Cinco reclusas colaboran en la promoción oficial de la ruta jacobea del Norte - Una campaña busca su reconocimiento por la Unesco

Hay momentos en la vida que uno desea que no terminen nunca. Las cinco internas de la cárcel alavesa de Nanclares de la Oca que participaron ayer en un acto de promoción oficial del Camino de Santiago Norte lo saben. "En cuanto ves la prisión de nuevo, casi tienen que empujarte. Es muy difícil volver a la realidad", asegura una de ellas.

Las reclusas participaron en un acto junto a una delegación oficial encabezada por el viceconsejero de Cultura, Antonio Rivera, en la que participó, entre otros, la directora del Instituto Etxepare, Aizpea Goenaga. El grupo se reunió a primera hora de la mañana en el puente de Santiago de Irún, kilómetro cero del recorrido costero de la ruta jacobeo para recorrer una de sus etapas entre la localidad fronteriza y Orio.

San Sebastián "Es muy difícil volver ala realidad de la cárcel", asegura una interna
Las cinco presas de Nanclares cubrieron una etapa entre Irún y Orio

El acto sirvió de comienzo a una serie de eventos que tendrán como objetivo lograr que la Unesco nombre Patrimonio Cultural el recorrido del Norte. El Camino Francés, la ruta jacobea inicial, fue declarado Patrimonio de la Humanidad en el año 1993.

Visto el interés de los periodistas, las presas, que comenzaban el ascenso a Jaizkibel, mostraban su sorpresa. "Parecemos Cristiano Ronaldo o Isabel Pantoja", bromeaban a la llegada al santuario de Guadalupe, una cita obligada para los peregrinos.

"En el fondo, tienen miedo a la libertad", comenta Txarly Martínez de Mujanda, capellán de la prisión alavesa, mientras el autobús que les traslada inicia su descenso rumbo a Pasaia. "Salen de permiso y temen llevar una etiqueta que indique de dónde vienen", añade. Tamara, una de las internas, añade la dificultad que supone ser aceptada en el exterior: "Es muy fácil tropezar en la misma piedra".

Antes de cruzar en barca de San Juan a San Pedro, la comitiva visita un albergue para los peregrinos del Camino.

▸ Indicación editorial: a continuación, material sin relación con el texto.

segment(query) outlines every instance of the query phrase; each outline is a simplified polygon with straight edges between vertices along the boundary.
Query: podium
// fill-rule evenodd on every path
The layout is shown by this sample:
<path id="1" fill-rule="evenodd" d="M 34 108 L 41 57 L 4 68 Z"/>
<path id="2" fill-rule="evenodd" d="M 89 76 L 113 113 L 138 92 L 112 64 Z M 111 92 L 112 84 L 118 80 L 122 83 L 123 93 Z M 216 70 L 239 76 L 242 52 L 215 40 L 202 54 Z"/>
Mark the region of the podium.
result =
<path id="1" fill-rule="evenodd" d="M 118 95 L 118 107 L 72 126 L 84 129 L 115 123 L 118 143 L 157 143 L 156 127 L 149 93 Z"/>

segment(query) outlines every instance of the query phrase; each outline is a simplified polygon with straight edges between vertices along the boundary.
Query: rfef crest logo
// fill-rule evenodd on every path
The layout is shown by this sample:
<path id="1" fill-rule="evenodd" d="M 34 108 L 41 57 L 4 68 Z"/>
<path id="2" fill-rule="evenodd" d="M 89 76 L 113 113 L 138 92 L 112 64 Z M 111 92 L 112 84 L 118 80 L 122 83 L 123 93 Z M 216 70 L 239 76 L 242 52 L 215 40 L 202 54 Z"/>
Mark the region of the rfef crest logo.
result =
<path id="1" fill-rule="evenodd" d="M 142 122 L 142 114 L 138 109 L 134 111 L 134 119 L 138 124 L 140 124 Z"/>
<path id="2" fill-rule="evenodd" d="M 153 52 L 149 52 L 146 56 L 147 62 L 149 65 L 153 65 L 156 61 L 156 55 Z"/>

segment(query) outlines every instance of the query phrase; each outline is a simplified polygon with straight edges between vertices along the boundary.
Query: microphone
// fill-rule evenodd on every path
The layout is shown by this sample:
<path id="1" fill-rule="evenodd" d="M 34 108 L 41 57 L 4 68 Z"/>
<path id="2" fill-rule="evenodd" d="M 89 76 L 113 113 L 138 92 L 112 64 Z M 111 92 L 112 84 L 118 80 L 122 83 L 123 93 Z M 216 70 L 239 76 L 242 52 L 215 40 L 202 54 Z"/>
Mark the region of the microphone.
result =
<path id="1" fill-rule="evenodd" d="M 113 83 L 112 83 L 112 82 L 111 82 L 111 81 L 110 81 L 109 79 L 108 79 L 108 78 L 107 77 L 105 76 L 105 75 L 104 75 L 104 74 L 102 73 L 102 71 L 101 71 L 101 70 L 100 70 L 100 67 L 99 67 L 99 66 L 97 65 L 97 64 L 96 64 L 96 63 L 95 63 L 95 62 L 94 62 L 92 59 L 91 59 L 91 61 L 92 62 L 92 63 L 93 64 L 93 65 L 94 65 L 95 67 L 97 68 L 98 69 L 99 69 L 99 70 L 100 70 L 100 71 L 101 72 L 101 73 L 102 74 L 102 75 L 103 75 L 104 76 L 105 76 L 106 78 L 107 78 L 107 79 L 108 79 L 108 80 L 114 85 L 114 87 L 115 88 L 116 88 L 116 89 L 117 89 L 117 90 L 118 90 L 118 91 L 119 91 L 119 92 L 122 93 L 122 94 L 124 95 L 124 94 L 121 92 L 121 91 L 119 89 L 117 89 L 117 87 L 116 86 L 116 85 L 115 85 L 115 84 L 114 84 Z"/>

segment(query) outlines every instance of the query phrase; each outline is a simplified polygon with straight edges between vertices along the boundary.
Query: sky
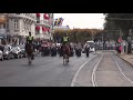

A la salida, Ina y Begoña, dos de las reclusas, reparten chocolate entre los asistentes para reponer fuerzas. El autobús traslada al grupo a Orio, donde, antes de comer, visitarán el Centro de Interpretación del Camino de Santiago, en el que se exponen diferentes imágenes y textos que permiten conocer de forma interactiva las distintas épocas de la ruta de peregrinación a la tumba del apostol.

La belleza del Camino fue el asunto más tratado durante una comida en la que se destacó la dificultad que debía suponer para quienes en los siglos XI o XII recorrían los escarpados senderos de la costa. Mientras, las presas disfrutaban de un copioso almuerzo, preludio de su regreso a Nanclares.

Tamara, que ha disfrutado de la etapa, habla de sus hijos: "Hay días en los que te levantas y lloras, pero hay que tratar de seguir adelante, luchar por mis hijos, darles un futuro mejor". Sin embargo, sabe que será difícil, por tantos prejuicios.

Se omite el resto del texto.